HORROR IN YBOR CITY-The Victor Licata Murders
According to Victor, he didn’t kill his family. Instead, he told police his family had attacked him.
He told police that on the night of October 16, 1933, he drove around town in the back of a friend’s truck, drinking moonshine and smoking marijuana. He returned home sometime between 8 and 10 p.m. His sister Providence was out. His mother was in the kitchen. And Philip and Jose were in bed. He said he then went to bed and fell asleep but woke up a few hours later when his father came charging into the room, pulled him from bed, and held him against the wall. According to Victor, his mother entered the room wielding a kitchen knife and jeered and taunted him as his brothers and sister pointed and laughed at him. Finally, he said his mother sawed off his arms with the knife and jabbed homemade wooden arms with iron claws as hands into his stumps. He told the police he sought revenge when the attack ended, and his family left the room. He said he found an ax on the porch, but it wasn’t normal. Victor said it was a “funny ax,” rubbery, like something from a slapstick cartoon. He said he then took the funny ax and whacked his family members in their heads with it, knocking them unconscious, but never killed them. He did say, though, that when he finished the attack, he found it odd when he could wring blood out of the ax, which caused great pain in his stomach.
What made this story even creepier was that Victor seemed to be 100 percent honest when he told it. He thought it was true. Investigators believed that he had a nightmare that his family attacked him, as explained. Investigators stated that he then woke up and, in a delirious state, murdered his family and family dog with the ax, thus earning himself the nickname “The Dream Slayer.”
Philip died in the hospital soon after he was admitted, and Victor was arrested for the murder of his five family members.
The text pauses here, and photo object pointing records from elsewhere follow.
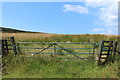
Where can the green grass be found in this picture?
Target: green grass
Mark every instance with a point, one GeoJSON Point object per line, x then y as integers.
{"type": "Point", "coordinates": [30, 67]}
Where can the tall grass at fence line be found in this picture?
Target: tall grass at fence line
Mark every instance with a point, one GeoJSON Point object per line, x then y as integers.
{"type": "Point", "coordinates": [35, 37]}
{"type": "Point", "coordinates": [24, 67]}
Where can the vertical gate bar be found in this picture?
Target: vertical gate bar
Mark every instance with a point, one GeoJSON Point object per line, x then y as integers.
{"type": "Point", "coordinates": [3, 49]}
{"type": "Point", "coordinates": [114, 48]}
{"type": "Point", "coordinates": [6, 45]}
{"type": "Point", "coordinates": [17, 46]}
{"type": "Point", "coordinates": [14, 45]}
{"type": "Point", "coordinates": [54, 48]}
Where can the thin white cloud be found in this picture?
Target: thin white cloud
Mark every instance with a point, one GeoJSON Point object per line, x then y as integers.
{"type": "Point", "coordinates": [108, 14]}
{"type": "Point", "coordinates": [98, 29]}
{"type": "Point", "coordinates": [76, 8]}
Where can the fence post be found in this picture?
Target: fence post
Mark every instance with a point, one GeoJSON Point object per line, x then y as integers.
{"type": "Point", "coordinates": [14, 45]}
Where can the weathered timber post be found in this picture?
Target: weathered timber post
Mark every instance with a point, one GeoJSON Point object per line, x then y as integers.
{"type": "Point", "coordinates": [14, 45]}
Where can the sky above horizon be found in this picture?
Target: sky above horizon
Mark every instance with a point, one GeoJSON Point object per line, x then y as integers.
{"type": "Point", "coordinates": [62, 17]}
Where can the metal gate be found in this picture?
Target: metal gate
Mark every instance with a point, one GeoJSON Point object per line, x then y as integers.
{"type": "Point", "coordinates": [58, 49]}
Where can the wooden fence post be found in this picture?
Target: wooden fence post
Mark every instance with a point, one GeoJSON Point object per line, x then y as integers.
{"type": "Point", "coordinates": [14, 45]}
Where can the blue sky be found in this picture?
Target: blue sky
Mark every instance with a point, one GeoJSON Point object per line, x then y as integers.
{"type": "Point", "coordinates": [60, 17]}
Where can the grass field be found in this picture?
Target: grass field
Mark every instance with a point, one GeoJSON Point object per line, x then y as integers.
{"type": "Point", "coordinates": [24, 66]}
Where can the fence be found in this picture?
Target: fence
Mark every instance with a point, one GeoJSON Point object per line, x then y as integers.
{"type": "Point", "coordinates": [7, 46]}
{"type": "Point", "coordinates": [67, 50]}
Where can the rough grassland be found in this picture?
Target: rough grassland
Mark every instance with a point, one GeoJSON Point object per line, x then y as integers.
{"type": "Point", "coordinates": [23, 66]}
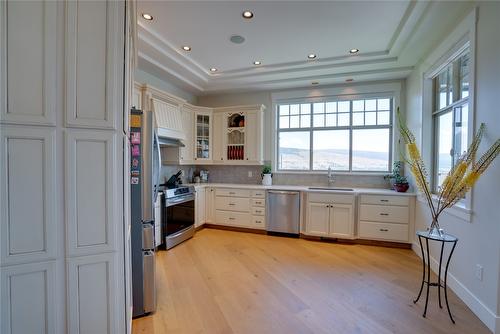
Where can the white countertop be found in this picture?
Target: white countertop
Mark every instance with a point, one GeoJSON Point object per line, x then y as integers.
{"type": "Point", "coordinates": [374, 191]}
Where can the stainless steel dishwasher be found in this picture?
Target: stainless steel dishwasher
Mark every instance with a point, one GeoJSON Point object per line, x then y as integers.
{"type": "Point", "coordinates": [283, 211]}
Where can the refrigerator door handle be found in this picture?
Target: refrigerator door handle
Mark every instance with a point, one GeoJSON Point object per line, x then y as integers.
{"type": "Point", "coordinates": [148, 236]}
{"type": "Point", "coordinates": [149, 288]}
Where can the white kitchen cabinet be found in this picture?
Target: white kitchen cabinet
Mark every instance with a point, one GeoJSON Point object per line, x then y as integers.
{"type": "Point", "coordinates": [330, 215]}
{"type": "Point", "coordinates": [186, 153]}
{"type": "Point", "coordinates": [254, 136]}
{"type": "Point", "coordinates": [202, 135]}
{"type": "Point", "coordinates": [218, 145]}
{"type": "Point", "coordinates": [386, 218]}
{"type": "Point", "coordinates": [200, 210]}
{"type": "Point", "coordinates": [62, 259]}
{"type": "Point", "coordinates": [238, 207]}
{"type": "Point", "coordinates": [238, 135]}
{"type": "Point", "coordinates": [318, 218]}
{"type": "Point", "coordinates": [210, 205]}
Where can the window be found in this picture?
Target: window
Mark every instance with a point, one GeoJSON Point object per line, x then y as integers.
{"type": "Point", "coordinates": [450, 116]}
{"type": "Point", "coordinates": [346, 135]}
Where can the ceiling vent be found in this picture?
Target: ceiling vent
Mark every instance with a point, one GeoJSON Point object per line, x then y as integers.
{"type": "Point", "coordinates": [237, 39]}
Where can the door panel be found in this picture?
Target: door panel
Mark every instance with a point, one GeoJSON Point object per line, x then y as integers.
{"type": "Point", "coordinates": [341, 221]}
{"type": "Point", "coordinates": [317, 218]}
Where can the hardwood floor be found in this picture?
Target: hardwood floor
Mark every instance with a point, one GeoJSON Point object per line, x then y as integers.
{"type": "Point", "coordinates": [233, 282]}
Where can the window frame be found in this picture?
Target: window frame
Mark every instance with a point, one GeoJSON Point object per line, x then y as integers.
{"type": "Point", "coordinates": [311, 129]}
{"type": "Point", "coordinates": [457, 101]}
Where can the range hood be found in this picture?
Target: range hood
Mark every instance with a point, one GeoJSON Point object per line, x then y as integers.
{"type": "Point", "coordinates": [169, 142]}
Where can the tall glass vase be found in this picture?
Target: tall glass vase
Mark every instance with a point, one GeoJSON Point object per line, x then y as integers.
{"type": "Point", "coordinates": [434, 229]}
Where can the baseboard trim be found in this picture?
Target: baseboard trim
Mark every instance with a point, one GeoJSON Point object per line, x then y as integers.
{"type": "Point", "coordinates": [487, 316]}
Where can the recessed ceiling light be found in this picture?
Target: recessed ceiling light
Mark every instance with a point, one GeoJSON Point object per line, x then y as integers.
{"type": "Point", "coordinates": [247, 14]}
{"type": "Point", "coordinates": [147, 16]}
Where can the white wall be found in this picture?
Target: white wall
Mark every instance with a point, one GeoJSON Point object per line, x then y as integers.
{"type": "Point", "coordinates": [479, 238]}
{"type": "Point", "coordinates": [144, 77]}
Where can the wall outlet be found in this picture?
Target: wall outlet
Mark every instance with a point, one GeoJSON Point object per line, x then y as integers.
{"type": "Point", "coordinates": [479, 272]}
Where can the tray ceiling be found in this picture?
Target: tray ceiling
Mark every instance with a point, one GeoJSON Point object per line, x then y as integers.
{"type": "Point", "coordinates": [389, 34]}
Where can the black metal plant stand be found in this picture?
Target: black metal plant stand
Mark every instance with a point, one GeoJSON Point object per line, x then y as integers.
{"type": "Point", "coordinates": [444, 239]}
But, just days later, friends and family came to his rescue. They refused to allow him to be tried for murder, bringing insanity proceedings against him in Civil Court.
Family and friends claimed that Victor’s insanity was due to his habitual marijuana use. But, according to a court-appointed commission’s report, the ax-murderer suffered from dementia. His brother Philip was also said to have dementia as well. Victor also had a grand-uncle who died in an asylum and two cousins who were in asylums at the time of the murder. Finally, the commission discovered that Victor’s parents, Michael and Rosalie were first cousins.